KANSAS CITY, Mo. — Starting on Thursday, Kansas City as well as Jackson County will allow bars and restaurants to stay open until midnight.

This loosening of COVID-19 rules comes the same weekend as the first NFL playoff game for the Kansas City Chiefs.

A spokesperson for Mayor Quinton Lucas said those games, which include an early game played by the Chiefs, had no impact on the decision making to allow establishments to stay open later.

Still, the games will be a big draw for sports bars that still need to enforce social distancing, mask wearing and a 50% capacity limit.

“The capacity normally is 499 people,” Bill Fickle said of his pool and dart sports bar Side Pockets in Blue Springs.

Fickle said that business was down between 35-40% in December and attributes it to restricted hours.

In November, Jackson County, Kansas City and surrounding jurisdictions told bars and restaurants that they would need to close at 10 p.m. Their stated goal was to reduce the spread of COVID-19.

Fickle said the restriction succeeded in keeping people out of his sports bar, notably during nights that the Kansas City Chiefs played night games.

“And a lot of people, if you say, ‘Hey, there’s a 7:25 game but you’re closing a 10’, you know, people are like, ‘We’re not sure we want to be there for that,'” Fickle said.

During a news conference on Wednesday, Lucas said that based on information from public health officials, he feels it is time for longer bar hours.

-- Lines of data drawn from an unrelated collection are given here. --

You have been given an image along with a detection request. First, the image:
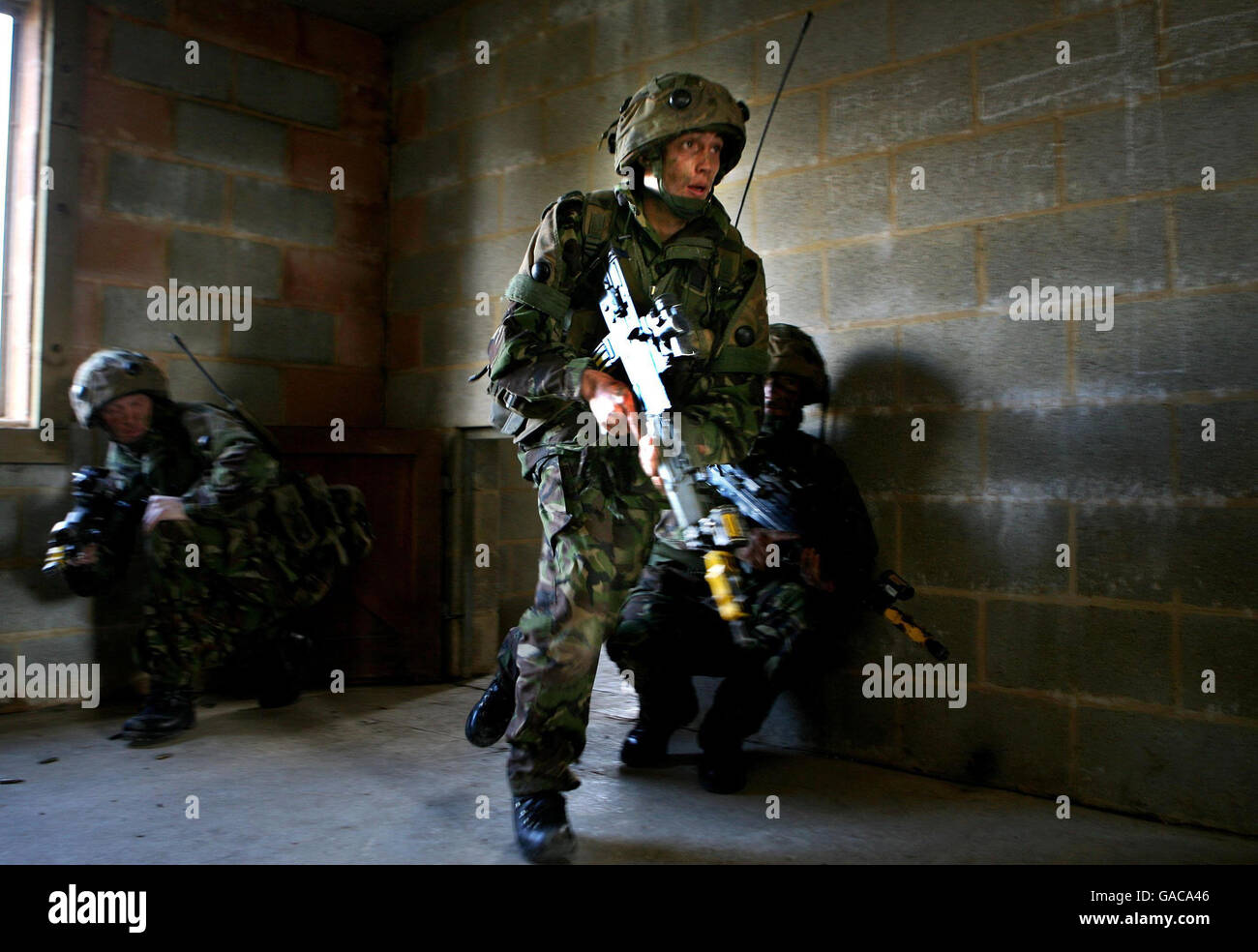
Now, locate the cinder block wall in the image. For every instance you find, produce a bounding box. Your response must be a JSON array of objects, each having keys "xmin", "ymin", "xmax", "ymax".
[
  {"xmin": 0, "ymin": 0, "xmax": 389, "ymax": 707},
  {"xmin": 386, "ymin": 0, "xmax": 1258, "ymax": 833}
]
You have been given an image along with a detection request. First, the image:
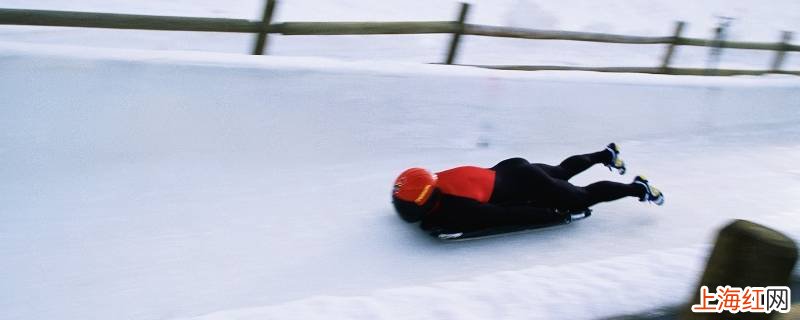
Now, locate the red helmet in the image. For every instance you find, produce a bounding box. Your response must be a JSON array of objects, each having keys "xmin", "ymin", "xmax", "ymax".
[{"xmin": 392, "ymin": 168, "xmax": 436, "ymax": 222}]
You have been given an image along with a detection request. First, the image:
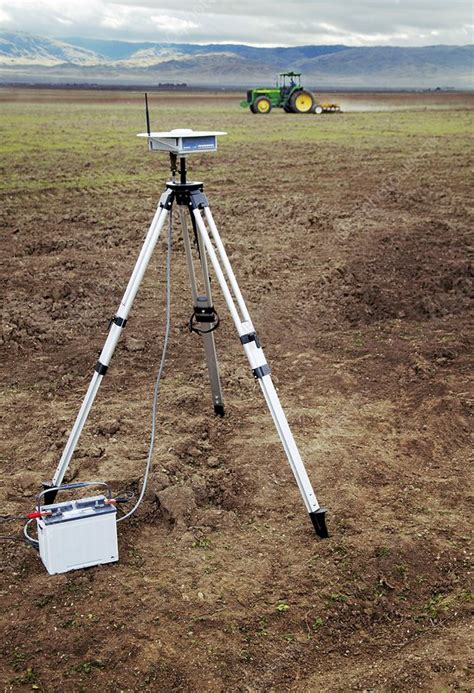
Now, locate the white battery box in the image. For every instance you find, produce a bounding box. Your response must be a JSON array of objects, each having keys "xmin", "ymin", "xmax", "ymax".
[{"xmin": 36, "ymin": 495, "xmax": 118, "ymax": 575}]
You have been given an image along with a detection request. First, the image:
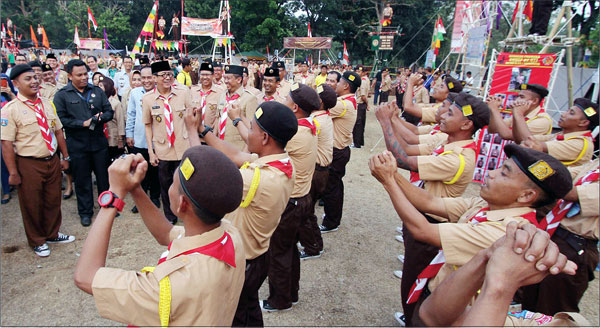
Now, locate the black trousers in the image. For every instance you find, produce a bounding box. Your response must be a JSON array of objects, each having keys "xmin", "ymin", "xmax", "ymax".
[
  {"xmin": 231, "ymin": 252, "xmax": 269, "ymax": 327},
  {"xmin": 132, "ymin": 147, "xmax": 160, "ymax": 199},
  {"xmin": 322, "ymin": 147, "xmax": 350, "ymax": 229},
  {"xmin": 158, "ymin": 161, "xmax": 181, "ymax": 222},
  {"xmin": 69, "ymin": 148, "xmax": 108, "ymax": 217},
  {"xmin": 352, "ymin": 103, "xmax": 367, "ymax": 147}
]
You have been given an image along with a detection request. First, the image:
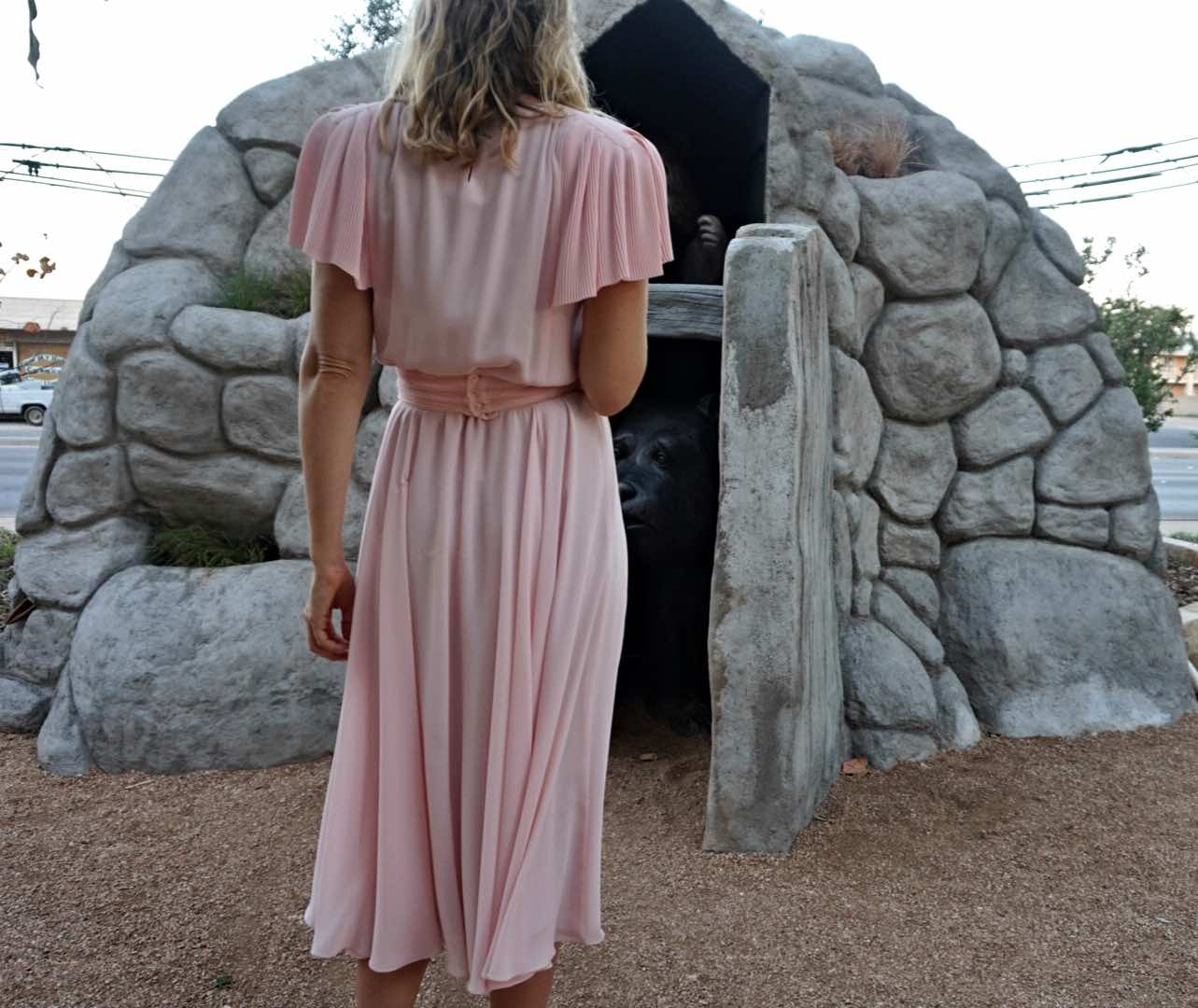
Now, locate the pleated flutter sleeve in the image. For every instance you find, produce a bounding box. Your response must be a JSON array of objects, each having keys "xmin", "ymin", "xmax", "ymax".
[
  {"xmin": 550, "ymin": 119, "xmax": 673, "ymax": 306},
  {"xmin": 288, "ymin": 105, "xmax": 373, "ymax": 291}
]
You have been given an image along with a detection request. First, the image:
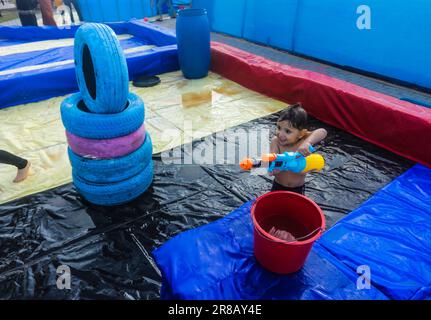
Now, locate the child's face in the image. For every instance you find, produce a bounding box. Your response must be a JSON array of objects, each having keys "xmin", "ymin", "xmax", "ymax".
[{"xmin": 275, "ymin": 121, "xmax": 304, "ymax": 146}]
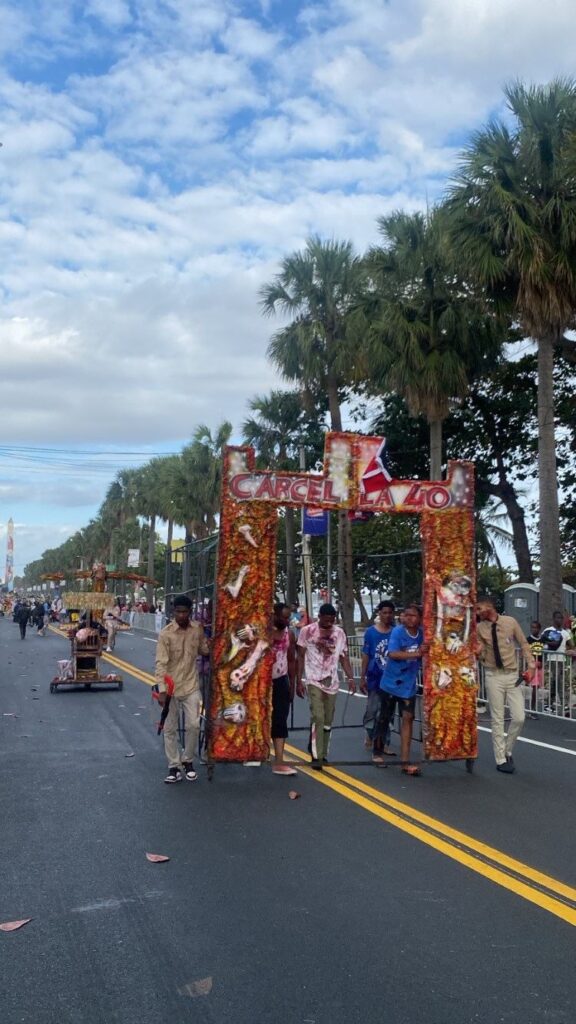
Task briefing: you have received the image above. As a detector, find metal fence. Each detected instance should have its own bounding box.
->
[348,636,576,722]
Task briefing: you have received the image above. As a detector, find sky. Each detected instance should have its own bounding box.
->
[0,0,574,573]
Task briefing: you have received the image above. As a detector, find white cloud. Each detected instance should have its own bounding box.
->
[0,0,573,569]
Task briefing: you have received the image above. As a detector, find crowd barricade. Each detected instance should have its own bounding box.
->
[342,636,576,722]
[479,651,576,722]
[122,610,166,633]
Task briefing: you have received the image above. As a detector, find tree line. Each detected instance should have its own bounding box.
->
[21,79,576,630]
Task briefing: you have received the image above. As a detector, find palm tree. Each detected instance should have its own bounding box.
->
[366,208,499,480]
[242,391,323,604]
[260,238,365,634]
[448,79,576,622]
[174,421,232,590]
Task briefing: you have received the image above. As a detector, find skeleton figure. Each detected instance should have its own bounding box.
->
[436,570,471,654]
[230,640,269,692]
[436,666,452,690]
[225,623,256,663]
[238,522,258,548]
[221,702,248,725]
[224,565,249,600]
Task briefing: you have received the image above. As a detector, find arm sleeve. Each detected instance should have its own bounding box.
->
[155,633,169,693]
[387,630,404,654]
[515,623,536,669]
[198,623,210,655]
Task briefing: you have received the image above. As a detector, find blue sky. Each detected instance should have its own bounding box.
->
[0,0,574,570]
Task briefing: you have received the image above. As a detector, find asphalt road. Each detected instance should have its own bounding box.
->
[0,620,576,1024]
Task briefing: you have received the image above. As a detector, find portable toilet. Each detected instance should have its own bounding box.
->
[504,583,544,636]
[562,583,576,615]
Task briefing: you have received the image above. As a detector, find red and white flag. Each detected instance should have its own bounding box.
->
[360,437,393,495]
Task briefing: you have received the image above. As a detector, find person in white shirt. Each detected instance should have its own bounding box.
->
[296,604,356,771]
[540,611,574,715]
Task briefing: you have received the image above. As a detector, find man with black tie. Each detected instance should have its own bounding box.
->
[476,598,536,775]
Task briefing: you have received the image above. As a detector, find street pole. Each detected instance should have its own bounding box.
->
[326,509,332,604]
[300,446,313,620]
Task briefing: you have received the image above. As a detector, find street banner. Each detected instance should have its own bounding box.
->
[302,507,329,537]
[128,548,140,569]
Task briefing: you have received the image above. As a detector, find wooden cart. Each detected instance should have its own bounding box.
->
[50,631,124,693]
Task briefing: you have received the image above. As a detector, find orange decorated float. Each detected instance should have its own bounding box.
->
[209,433,478,768]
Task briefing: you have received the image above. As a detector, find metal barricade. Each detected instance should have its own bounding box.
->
[478,651,576,722]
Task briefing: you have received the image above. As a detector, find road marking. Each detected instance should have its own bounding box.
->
[286,765,576,927]
[286,743,576,903]
[85,655,576,927]
[478,725,576,758]
[338,687,576,758]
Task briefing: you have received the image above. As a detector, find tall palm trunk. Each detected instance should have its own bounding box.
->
[326,376,354,637]
[428,420,442,480]
[164,519,174,608]
[146,515,156,607]
[538,337,564,626]
[284,508,298,604]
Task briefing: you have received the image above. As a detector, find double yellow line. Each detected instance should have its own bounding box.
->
[100,654,576,926]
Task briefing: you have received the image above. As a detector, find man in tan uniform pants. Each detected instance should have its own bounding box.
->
[156,594,209,782]
[476,598,536,775]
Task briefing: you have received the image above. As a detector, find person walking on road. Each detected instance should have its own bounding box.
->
[476,598,536,775]
[296,604,356,771]
[156,594,209,782]
[360,601,396,756]
[372,604,427,775]
[541,611,574,715]
[104,601,122,653]
[271,601,296,775]
[14,601,30,640]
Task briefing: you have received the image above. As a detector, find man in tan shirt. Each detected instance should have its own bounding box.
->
[156,594,209,782]
[476,599,536,775]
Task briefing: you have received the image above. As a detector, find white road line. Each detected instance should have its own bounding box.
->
[338,687,576,758]
[478,725,576,758]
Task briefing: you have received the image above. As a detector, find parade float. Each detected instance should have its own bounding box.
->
[208,433,478,770]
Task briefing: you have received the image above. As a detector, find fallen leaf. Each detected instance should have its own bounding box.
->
[0,918,32,932]
[178,978,212,998]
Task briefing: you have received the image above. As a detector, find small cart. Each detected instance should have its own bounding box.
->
[50,630,124,693]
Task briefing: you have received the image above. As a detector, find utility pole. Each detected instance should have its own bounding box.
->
[300,445,314,620]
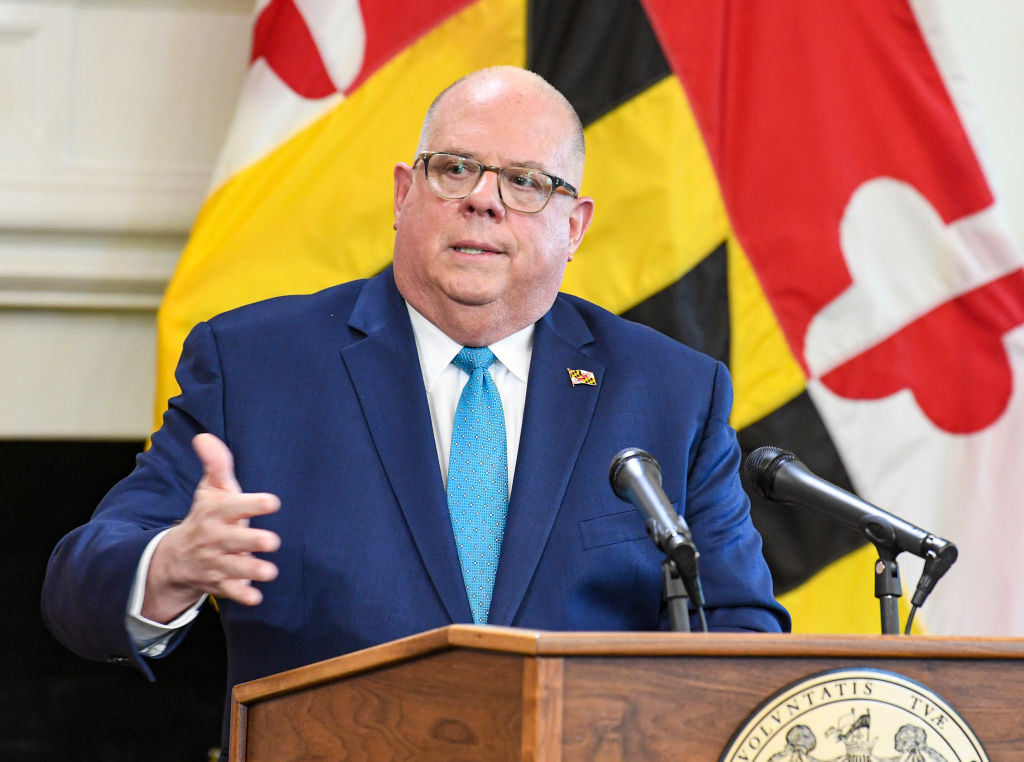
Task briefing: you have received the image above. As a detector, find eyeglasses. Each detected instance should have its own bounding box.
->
[413,151,579,214]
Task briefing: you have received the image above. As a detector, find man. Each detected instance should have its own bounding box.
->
[43,68,788,749]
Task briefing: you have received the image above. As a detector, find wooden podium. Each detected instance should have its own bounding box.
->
[230,626,1024,762]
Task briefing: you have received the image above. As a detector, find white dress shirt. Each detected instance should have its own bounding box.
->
[125,302,534,657]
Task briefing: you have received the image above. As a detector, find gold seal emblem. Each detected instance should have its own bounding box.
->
[720,669,988,762]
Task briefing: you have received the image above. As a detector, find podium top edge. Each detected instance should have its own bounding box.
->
[233,625,1024,704]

“We’ve seen case rates for those who are ages 18-29 drop at almost 50%. Before that point we had a crisis among those who are younger adults. We had a crisis because we saw crowds that were gathering at bars and at restaurants. Those interventions have worked,” Lucas said.

Jackson County Executive Frank White Jr. put out this less-convinced statement: “Let me be clear, our situation has not improved over the past two months. COVID-19 cases are up, our 14-day percent positive remains high as well as hospital capacity.”

“However, to remain consistent with neighboring jurisdictions, lessen confusion among residents and create fairness for eastern Jackson County businesses, we have decided to move forward in this manner.”

Dr. Rex Archer, KCMO Director of Health, also shared his own concerns during Lucas’s news conference.

“But let me just give you a little bit of an example. If you’ve got a second story bedroom window, just because it’s legal for you to jump out of that window, it doesn’t mean it’s a good idea. And I’m saying that because it’s not a good idea to be in these indoor environments when people stop wearing masks,” Archer said.

At Side Pockets, Fickle said they’re strictly enforcing all COVID-19 rules and they are prepared and excited for the weekend.

“We do the majority of our profits of our business between 9 p.m. and midnight,” Fickle said.

Lucas said that he plans on reviewing the revised plan in one month when possibly, he hinted, Kansas City may open bars and restaurants back to full hours.